E-value is reported for reference only; it is never used to filter results.


Local vs. remote

  • Local (default, recommended). setup downloads each species' UniProt proteome and builds a BLAST database under ~/.frankensearch/blastdb/. Reproducible, offline after setup, and uses the pure-identity matrix.
    • --proteome-set {reference,swissprot,all} chooses what to download:

      • reference (default) — the species' reference proteome: one protein per gene, mixing reviewed (Swiss-Prot) and unreviewed (TrEMBL) entries. Complete but non-redundant; the recommended search space.
      • swissprotreviewed entries only. Small and high quality, but can be sparse or empty for non-model organisms.
      • allevery UniProtKB entry for the organism. Largest and most redundant (isoforms, fragments, strains).

      reference already includes most Swiss-Prot sequences (it uses the reviewed entry per gene where one exists), so it is not a strict superset of swissprot but overlaps it heavily.

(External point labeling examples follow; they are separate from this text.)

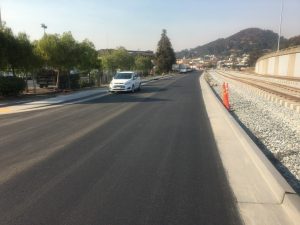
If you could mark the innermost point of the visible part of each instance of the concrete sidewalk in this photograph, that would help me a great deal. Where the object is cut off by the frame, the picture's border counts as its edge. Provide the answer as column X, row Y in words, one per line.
column 262, row 194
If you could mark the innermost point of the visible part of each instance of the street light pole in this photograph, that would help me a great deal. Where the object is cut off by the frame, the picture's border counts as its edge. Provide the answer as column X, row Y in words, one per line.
column 279, row 34
column 44, row 27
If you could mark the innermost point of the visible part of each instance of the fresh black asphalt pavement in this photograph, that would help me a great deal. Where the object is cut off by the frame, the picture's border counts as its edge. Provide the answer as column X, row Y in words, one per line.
column 144, row 158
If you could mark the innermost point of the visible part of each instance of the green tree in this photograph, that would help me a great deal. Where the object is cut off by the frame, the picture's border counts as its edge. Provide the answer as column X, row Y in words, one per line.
column 143, row 64
column 165, row 55
column 117, row 59
column 60, row 52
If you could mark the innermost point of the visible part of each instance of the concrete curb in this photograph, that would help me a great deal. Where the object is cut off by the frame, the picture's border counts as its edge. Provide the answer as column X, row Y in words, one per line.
column 263, row 196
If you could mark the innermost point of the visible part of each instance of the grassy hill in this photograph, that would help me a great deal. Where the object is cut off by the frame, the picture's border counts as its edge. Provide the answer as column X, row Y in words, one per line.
column 252, row 41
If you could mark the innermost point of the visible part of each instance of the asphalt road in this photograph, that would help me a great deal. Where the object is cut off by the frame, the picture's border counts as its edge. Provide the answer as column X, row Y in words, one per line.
column 123, row 159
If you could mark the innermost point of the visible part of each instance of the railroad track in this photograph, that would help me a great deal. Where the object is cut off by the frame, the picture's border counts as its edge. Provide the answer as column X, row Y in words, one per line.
column 283, row 91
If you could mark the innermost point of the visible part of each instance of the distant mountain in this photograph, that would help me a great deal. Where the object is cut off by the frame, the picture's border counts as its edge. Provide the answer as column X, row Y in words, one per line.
column 294, row 41
column 246, row 41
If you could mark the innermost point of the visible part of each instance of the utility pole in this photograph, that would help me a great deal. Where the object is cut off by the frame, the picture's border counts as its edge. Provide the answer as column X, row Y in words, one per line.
column 0, row 20
column 280, row 24
column 44, row 27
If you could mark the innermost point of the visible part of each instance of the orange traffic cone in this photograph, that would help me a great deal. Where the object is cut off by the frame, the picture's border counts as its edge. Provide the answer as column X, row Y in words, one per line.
column 226, row 96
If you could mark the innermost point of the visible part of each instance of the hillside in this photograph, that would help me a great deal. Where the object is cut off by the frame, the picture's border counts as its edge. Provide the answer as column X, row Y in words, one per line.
column 246, row 41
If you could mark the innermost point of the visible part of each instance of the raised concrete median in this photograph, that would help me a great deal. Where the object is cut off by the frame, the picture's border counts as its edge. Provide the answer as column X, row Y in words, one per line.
column 263, row 196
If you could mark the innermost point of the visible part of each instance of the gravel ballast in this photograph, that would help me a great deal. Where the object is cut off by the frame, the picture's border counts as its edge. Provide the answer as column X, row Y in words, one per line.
column 274, row 128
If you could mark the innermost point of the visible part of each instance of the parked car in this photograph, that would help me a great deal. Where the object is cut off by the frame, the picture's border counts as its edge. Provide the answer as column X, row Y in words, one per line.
column 126, row 81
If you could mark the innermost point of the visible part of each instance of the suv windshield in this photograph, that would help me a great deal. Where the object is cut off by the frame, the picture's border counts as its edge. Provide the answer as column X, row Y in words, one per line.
column 123, row 76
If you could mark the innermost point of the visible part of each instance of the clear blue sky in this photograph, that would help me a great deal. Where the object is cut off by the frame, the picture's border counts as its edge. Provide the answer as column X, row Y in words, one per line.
column 137, row 24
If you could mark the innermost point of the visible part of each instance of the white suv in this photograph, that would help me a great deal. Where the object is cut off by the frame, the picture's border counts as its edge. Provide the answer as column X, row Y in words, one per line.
column 125, row 81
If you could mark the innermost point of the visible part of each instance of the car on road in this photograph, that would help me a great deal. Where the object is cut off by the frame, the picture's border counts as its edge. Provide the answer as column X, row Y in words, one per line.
column 125, row 81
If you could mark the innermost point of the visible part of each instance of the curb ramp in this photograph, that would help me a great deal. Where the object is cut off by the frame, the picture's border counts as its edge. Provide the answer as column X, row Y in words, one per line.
column 263, row 196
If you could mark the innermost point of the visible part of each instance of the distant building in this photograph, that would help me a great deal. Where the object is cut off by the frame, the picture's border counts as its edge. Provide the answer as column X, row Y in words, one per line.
column 132, row 52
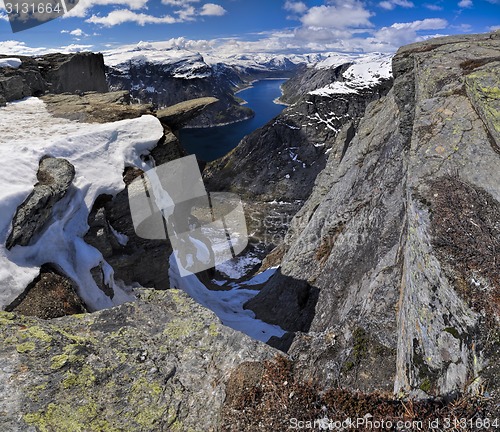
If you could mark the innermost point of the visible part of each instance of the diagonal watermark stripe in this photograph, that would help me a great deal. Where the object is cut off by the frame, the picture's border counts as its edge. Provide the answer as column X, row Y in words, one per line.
column 170, row 201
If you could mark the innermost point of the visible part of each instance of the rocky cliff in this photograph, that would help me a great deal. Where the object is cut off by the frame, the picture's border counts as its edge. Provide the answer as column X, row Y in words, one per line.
column 54, row 73
column 391, row 266
column 274, row 168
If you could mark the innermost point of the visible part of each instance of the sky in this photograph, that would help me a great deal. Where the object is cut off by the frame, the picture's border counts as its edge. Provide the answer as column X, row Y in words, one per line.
column 248, row 26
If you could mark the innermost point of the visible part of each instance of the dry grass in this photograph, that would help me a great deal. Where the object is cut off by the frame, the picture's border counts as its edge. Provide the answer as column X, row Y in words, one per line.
column 276, row 396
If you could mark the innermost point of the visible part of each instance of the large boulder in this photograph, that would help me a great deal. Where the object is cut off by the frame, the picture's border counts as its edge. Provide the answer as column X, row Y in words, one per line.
column 55, row 176
column 70, row 73
column 54, row 73
column 95, row 107
column 161, row 363
column 399, row 240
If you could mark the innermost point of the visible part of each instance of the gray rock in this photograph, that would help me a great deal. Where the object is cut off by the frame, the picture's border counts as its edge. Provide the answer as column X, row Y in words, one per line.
column 178, row 115
column 51, row 295
column 400, row 235
column 54, row 73
column 95, row 107
column 161, row 363
column 54, row 179
column 71, row 73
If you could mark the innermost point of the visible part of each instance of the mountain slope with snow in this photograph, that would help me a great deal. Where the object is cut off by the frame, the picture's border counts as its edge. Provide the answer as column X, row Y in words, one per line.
column 99, row 153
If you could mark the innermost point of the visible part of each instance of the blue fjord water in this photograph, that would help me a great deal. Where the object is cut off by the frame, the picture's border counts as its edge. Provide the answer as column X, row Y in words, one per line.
column 212, row 143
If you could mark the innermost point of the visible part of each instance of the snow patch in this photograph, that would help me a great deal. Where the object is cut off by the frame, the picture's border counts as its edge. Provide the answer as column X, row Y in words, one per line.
column 99, row 153
column 227, row 305
column 10, row 62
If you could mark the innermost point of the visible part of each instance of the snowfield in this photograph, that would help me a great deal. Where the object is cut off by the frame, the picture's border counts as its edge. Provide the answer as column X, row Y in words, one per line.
column 228, row 305
column 99, row 153
column 366, row 71
column 10, row 62
column 180, row 63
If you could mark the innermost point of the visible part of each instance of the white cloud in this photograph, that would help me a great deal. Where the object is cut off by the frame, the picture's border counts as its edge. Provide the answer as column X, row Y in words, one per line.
column 426, row 24
column 76, row 32
column 391, row 4
column 297, row 7
column 432, row 6
column 74, row 48
column 211, row 9
column 12, row 47
column 342, row 14
column 82, row 8
column 186, row 14
column 124, row 15
column 178, row 2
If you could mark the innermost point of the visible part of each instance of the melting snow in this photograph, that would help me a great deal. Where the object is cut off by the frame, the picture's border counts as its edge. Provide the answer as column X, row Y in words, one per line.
column 366, row 71
column 10, row 62
column 228, row 305
column 99, row 153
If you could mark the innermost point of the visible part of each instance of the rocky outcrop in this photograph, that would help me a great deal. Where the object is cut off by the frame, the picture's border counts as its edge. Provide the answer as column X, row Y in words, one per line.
column 274, row 168
column 161, row 85
column 51, row 295
column 70, row 73
column 95, row 107
column 54, row 73
column 54, row 179
column 177, row 116
column 161, row 363
column 399, row 239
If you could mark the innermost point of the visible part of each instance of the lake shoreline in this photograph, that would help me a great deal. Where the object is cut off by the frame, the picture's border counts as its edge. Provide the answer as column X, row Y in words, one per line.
column 210, row 143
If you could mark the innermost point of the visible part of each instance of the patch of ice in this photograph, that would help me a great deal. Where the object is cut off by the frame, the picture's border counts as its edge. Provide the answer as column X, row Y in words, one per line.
column 99, row 153
column 227, row 305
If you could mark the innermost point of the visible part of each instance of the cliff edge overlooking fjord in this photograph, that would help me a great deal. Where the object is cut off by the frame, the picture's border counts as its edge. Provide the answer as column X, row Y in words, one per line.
column 396, row 253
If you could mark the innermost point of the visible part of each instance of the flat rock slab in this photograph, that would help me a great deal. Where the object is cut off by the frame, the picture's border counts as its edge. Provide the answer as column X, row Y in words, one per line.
column 160, row 363
column 94, row 107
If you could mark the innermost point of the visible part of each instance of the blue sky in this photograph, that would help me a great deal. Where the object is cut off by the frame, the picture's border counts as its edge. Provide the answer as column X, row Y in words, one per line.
column 255, row 25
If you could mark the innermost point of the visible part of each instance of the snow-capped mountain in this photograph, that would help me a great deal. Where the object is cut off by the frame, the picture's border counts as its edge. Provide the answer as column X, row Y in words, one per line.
column 363, row 72
column 163, row 74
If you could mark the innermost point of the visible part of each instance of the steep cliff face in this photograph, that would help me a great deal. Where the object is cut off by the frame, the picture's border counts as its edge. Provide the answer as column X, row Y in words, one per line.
column 55, row 73
column 392, row 263
column 274, row 168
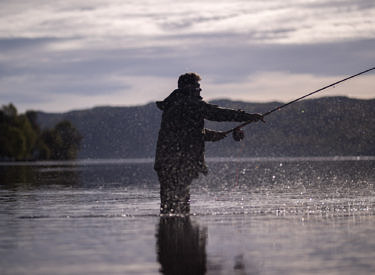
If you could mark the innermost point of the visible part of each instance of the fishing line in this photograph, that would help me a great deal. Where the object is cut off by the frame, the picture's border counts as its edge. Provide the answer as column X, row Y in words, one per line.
column 295, row 100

  • Remote (--remote). Searches NCBI's nr remotely (no local database needed), restricting to each taxid. Convenient for one-offs, but:
    • NCBI's remote service has no IDENTITY matrix, so it falls back to PAM30 (with a warning).
    • nr is non-redundant, so a hit's listed organism may differ from the queried taxid (the output notes this).
    • It is slower and subject to NCBI's load.

See what you have built:

frankensearch databases

Where data lives

Everything is stored under ~/.frankensearch/ (taxonomy cache + BLAST databases). Override the location with the FRANKENSEARCH_HOME environment variable.


Troubleshooting

  • "BLAST+ tools were not found"conda activate frankensearch (or install BLAST+). Run frankensearch doctor to confirm.
  • "No local database for ..." — build it: frankensearch setup --taxids <id>.
  • A taxid won't resolve — check it at https://www.ncbi.nlm.nih.gov/taxonomy; taxonomy lookups need internet on first use (results are then cached).
  • For a full traceback when reporting a bug, re-run with --debug.

License

FRANKENSEARCH is free software, licensed under the GNU General Public License v3.0 or later (GPL-3.0-or-later). See the LICENSE file for the full text.